L’équipe de Peebles a mené la toute première étude de grande envergure pour se demander si les adolescents atteints d’EDNOS sont moins malades que ceux qui répondent aux critères de diagnostic complets de l’anorexie ou de la boulimie.

La recherche, publiée en ligne dans Pédiatrie, a examiné les dossiers des 1 310 patientes traitées pour des troubles de l'alimentation chez Packard Children entre janvier 1997 et avril 2008.

Ils ont vérifié les diagnostics d’anorexie, de boulimie ou d’EDNOS des patients, et ont créé des catégories d ’« anorexie mentale partielle »et de« boulimie mentale partielle »pour analyser les patients qui manquaient à peine les seuils pour ces maladies.

«Notre objectif était de demander si les critères de diagnostic actuellement utilisés séparent vraiment les plus malades des malades», a déclaré Peebles.

L'état des patients a été évalué en notant des signes de malnutrition - tels qu'une fréquence cardiaque basse, une pression artérielle basse, une température corporelle basse, des taux sanguins bas de potassium et de phosphore - et un long intervalle QT (une mesure d'électrocardiogramme liée au risque de mort cardiaque subite).

Près des deux tiers des patients étudiés avaient EDNOS. Comme les chercheurs le soupçonnaient, la catégorie EDNOS a agi comme un fourre-tout; les patients souffrant d'anorexie partielle étaient plus similaires à ceux souffrant d'anorexie totale qu'aux autres patients EDNOS atteints de boulimie partielle, par exemple.

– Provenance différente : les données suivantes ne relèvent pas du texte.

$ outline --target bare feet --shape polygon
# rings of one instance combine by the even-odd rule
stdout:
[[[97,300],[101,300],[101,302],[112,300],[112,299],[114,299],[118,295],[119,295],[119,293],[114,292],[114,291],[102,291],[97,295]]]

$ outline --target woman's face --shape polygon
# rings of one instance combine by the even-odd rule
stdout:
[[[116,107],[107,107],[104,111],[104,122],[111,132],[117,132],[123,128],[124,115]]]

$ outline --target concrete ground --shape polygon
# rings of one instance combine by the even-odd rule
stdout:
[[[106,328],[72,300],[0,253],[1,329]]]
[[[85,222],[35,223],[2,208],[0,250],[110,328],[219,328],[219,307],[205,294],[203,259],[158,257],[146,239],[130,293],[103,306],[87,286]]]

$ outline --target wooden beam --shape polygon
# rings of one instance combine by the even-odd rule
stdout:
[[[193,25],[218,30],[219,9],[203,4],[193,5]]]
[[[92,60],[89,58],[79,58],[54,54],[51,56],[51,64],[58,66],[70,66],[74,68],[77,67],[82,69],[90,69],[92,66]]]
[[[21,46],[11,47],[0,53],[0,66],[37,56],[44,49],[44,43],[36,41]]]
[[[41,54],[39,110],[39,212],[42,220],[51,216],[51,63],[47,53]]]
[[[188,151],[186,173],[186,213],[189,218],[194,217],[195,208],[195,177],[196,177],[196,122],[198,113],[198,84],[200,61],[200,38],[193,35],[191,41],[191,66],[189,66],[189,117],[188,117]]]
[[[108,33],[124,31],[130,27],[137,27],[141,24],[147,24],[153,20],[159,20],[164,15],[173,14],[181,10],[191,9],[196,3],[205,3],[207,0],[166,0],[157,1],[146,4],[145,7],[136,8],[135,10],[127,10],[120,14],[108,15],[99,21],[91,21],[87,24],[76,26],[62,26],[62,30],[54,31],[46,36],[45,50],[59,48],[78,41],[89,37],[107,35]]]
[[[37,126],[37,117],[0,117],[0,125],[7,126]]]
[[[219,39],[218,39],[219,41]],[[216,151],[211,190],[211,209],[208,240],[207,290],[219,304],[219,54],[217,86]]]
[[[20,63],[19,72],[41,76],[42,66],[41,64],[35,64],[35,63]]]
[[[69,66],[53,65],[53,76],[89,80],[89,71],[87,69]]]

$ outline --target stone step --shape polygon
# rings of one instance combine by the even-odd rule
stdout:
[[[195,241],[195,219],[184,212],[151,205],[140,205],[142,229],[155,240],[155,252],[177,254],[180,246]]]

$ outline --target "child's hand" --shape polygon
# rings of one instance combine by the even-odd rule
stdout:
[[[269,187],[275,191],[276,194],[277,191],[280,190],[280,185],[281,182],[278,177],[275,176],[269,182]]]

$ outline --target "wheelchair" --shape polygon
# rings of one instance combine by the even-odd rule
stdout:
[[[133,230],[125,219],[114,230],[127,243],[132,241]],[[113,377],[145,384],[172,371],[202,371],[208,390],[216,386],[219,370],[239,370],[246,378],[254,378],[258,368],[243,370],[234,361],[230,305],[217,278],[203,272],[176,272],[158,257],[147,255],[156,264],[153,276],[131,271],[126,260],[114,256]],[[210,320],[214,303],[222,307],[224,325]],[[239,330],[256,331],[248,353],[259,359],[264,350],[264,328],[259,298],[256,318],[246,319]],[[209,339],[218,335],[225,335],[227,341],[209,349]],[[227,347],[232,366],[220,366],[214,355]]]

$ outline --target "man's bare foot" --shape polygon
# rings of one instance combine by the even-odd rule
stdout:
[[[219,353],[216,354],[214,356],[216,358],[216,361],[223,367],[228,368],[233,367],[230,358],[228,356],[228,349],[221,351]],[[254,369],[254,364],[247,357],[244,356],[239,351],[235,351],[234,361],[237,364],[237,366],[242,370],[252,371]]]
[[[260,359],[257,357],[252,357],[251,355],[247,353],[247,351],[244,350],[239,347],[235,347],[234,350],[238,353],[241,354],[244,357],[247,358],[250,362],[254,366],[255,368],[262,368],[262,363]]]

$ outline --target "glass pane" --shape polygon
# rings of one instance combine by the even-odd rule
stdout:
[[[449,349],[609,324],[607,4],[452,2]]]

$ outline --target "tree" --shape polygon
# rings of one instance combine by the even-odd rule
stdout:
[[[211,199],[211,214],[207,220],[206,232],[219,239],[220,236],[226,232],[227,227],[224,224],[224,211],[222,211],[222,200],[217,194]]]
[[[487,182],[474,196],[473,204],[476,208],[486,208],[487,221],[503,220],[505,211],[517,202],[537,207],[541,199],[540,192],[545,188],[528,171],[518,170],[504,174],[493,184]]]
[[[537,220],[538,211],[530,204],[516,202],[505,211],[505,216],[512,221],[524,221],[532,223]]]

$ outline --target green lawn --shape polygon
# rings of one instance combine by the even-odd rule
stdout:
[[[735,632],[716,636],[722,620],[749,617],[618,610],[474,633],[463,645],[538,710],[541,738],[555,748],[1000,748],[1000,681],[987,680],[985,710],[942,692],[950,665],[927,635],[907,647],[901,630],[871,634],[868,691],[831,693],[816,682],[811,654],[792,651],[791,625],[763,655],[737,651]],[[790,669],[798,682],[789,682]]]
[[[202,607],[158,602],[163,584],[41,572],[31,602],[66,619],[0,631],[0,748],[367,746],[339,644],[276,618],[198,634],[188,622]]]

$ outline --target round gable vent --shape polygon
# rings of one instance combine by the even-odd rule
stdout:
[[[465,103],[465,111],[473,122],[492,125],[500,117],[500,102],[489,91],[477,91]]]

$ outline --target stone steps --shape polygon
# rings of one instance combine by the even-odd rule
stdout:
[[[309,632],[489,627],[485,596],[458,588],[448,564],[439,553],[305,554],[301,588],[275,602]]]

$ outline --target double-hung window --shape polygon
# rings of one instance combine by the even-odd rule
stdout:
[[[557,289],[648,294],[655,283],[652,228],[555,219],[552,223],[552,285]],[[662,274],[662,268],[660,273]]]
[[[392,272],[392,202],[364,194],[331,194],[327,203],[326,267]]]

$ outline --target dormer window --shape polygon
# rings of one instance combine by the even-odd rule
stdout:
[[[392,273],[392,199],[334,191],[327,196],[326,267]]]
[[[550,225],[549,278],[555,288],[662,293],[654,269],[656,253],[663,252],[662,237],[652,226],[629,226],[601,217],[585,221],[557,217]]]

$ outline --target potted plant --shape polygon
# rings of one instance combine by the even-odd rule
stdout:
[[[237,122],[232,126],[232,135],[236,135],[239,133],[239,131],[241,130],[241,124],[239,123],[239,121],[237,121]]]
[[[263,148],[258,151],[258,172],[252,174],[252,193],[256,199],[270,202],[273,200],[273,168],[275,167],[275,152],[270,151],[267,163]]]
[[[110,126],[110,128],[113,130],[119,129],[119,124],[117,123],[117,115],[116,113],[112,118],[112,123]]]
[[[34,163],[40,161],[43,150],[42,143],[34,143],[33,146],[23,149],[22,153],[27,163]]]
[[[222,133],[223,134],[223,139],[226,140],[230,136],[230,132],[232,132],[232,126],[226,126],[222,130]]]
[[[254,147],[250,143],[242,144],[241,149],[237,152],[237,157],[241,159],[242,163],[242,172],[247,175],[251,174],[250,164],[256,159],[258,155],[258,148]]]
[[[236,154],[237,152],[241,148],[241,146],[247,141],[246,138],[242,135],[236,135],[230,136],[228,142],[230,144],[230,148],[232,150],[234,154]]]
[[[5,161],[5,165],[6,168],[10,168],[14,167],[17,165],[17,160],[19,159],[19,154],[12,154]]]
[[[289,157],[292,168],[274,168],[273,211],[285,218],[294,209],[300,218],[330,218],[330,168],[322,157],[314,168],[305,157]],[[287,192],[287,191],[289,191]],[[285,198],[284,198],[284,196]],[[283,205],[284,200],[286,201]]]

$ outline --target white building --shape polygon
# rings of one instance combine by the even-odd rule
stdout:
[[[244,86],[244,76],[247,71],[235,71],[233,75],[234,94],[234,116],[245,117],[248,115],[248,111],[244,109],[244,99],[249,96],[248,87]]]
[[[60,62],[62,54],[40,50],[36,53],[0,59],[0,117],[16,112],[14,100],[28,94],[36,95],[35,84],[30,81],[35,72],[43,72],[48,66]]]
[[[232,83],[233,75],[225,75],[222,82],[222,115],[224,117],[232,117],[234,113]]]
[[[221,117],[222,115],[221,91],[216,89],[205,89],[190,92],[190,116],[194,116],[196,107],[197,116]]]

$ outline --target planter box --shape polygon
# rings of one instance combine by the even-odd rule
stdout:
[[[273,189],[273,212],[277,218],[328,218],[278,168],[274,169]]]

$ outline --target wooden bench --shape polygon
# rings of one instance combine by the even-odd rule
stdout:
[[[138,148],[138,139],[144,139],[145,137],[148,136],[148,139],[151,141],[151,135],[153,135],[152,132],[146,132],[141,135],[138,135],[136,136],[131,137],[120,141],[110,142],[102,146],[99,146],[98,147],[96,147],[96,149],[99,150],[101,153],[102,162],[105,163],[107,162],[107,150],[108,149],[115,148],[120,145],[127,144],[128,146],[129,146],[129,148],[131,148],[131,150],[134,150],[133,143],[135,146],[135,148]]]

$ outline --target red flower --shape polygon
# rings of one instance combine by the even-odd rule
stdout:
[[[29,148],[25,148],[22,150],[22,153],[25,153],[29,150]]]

De plus, 60% des patients EDNOS répondaient aux critères médicaux d'hospitalisation et ce groupe était, en moyenne, plus malade que les patients diagnostiqués avec une boulimie à part entière.

Les patients EDNOS les plus malades étaient ceux qui avaient perdu plus de 25% de leur poids corporel avant le diagnostic. Ces patients étaient en surpoids et avaient perdu du poids trop rapidement et dangereusement pour aboutir à ce qui est généralement considéré comme un poids normal.

«Au début, les gens leur tapotaient simplement le dos pour leur perte de poids», a déclaré Peebles. "Il a souvent fallu des mois ou des années aux autres pour réaliser que ce qu'ils faisaient ne semblait pas sain." Malgré leur poids corporel normal, ce groupe était à certains égards dans une situation pire que celle des patients souffrant d'insuffisance pondérale diagnostiqués d'anorexie, a-t-elle ajouté. «Ils manifestaient des critères de malnutrition sévère.»

En résumé, a déclaré Peebles, l'étude suggère que les critères médicaux des troubles de l'alimentation devraient être réévalués. Bien que les diagnostics actuels couvrent les bons domaines généraux, «nous traitons à tort ces critères d'une manière très noire et blanche», a-t-elle déclaré.

«De nombreux praticiens les interprètent pour croire que les règles doivent être perdues pour obtenir un diagnostic d'anorexie; les boulimiques doivent se gaver et se purger au moins deux fois par semaine pendant trois mois. Ces résultats illustrent la nature arbitraire de ces seuils. »

La question est particulièrement urgente car de nombreux assureurs maladie proposent moins de couverture pour le traitement EDNOS que pour le traitement de l'anorexie ou de la boulimie. Et les médecins et les parents peuvent être faussement rassurés si un enfant est étiqueté EDNOS.

«Je pense que lorsque les parents sortent du cabinet d’un médecin après avoir entendu que leur enfant ne répond pas aux critères d’anorexie, ils sont soulagés», a déclaré Peebles. Mais ils ne doivent pas baisser la garde: dans de nombreux cas, les habitudes alimentaires perturbées de l’enfant nécessitent encore un traitement.